Finding the Right Processing Architecture for AES Encryption

Finding the Right Processing Architecture for AES Encryption
By Bruce Schulman, VICI, CommsDesign.com
June 18, 2003 (9:31 a.m. EST)
URL: http://www.eetimes.com/story/OEG20030618S0012

Even before September 11, 2001, security processing has been a mainstay concern for today's communication design engineers. With rogue attacks growing, broadband deployments on the rise, e-commerce activities increasing, and distributed storage becoming a necessity, designers must build systems that provide strong security features.

To make this happen, many designers are turning to the advanced encryption standard (AES) in their wireless and wireline networking designs. But, implementing AES is not an easy task. AES is a processing-intensive algorithm that will require a significant amount of MIPS on a general-purpose processor or even a specialized signal processing architecture. Thus, when building a system, engineers must evaluate how efficiently a processor will perform when running the AES algorithm.

In this article, we'll examine how efficient and effective existing processor architectures, such as ARM, MIPS, and TI DSP processors, are at handling a 128-bit AES encryption algorithm. We'll then show how a vector signal processor can be used to execute the AES algorithm in significantly less cycle counts.

The Algorithm
Developed by NIST, the AES algorithm is a complex cryptographic algorithm. Figure 1 shows the typical data flow for one "round" of the algorithm. For a 128-bit key, there are 10 rounds.

Figure 1: Typical data flow for one-round of the AES algorithm. (Source: NIST website)

Without exploring the details of Finite Filed Mathematics, Galois Field Theory, Matrix Transformations, linear and non-linear mixing algorithms, and other math properties that lead to reversibility of these operations, the main loop of the Rijndael AES algorithm implementation can be implemented with a series of table lookups and functionally reduces to operations that will be of the form:

This code can be implemented as combinations of the following basic operations:

BYTE SELECT => t[i+...] is a byte select
TABLE LOOK UP => T1[xxx] (the byte selected is the index for the table)
SHIFT/MASK => >> 24,16,8 & 0xFF
XOR => ^ ( bit-wise logical Exclusive OR)

Key [][] is the extended encryption key.

Comparing Architectures
The 128-bit AES algorithm was selected because it could be ported to all existing CPUs. Selection of the desired architecture depends on the performance desired.

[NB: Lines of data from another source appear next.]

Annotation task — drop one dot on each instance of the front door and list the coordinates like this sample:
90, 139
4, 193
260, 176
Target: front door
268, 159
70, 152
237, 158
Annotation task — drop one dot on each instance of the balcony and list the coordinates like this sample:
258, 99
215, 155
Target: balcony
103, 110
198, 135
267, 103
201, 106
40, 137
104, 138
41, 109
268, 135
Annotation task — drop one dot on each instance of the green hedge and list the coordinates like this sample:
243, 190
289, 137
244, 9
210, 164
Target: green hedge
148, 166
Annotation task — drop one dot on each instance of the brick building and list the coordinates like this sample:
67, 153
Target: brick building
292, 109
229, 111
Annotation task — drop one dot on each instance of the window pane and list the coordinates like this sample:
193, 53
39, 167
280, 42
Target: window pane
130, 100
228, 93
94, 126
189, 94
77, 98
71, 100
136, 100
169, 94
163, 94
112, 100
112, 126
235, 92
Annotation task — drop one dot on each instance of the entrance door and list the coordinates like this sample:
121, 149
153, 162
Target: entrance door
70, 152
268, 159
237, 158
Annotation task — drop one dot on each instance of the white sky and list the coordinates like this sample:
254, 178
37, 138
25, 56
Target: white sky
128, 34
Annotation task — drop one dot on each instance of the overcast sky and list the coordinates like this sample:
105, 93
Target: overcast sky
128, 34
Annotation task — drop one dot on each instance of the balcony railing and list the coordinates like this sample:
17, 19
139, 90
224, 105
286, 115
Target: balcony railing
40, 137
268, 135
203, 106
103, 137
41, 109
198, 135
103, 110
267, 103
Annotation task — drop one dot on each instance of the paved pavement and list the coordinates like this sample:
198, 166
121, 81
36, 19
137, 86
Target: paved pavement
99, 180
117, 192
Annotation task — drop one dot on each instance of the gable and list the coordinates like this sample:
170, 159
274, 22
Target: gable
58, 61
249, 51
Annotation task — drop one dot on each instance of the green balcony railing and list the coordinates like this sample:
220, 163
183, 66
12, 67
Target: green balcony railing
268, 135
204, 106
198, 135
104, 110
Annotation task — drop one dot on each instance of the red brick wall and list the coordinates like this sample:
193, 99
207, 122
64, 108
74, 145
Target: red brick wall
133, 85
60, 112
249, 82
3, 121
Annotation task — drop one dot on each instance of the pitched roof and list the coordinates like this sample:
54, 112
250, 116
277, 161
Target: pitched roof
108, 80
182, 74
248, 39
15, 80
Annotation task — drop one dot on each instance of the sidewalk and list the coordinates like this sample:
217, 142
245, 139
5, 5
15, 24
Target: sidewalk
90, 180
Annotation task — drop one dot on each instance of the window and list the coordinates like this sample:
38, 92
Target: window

Performance criteria include:

data rate
cost
area: including both die are and board area
power consumption: including battery life and heat dissipation in high channel count applications

In the sections that follow, we will use these performance criteria to determine how well existing processsor architectures do at handling the AES encryption. During the discussion we'll look at the following architectures.

1.Scalar Processor—Single instruction executes on a single data element. RISC processors are in this category. This the baseline for comparison.

2. Superscalar Processor— RISC processors that feature at least one additional data path (pipeline). To allow the complex, multiple cycle instructions to be issued to both pipes, scheduling hardware is also added to minimize pipeline stalls due to data hazards. As this improvement's impact saturated, "out of order" execution scheduling hardware has been added to try and keep the pipes full.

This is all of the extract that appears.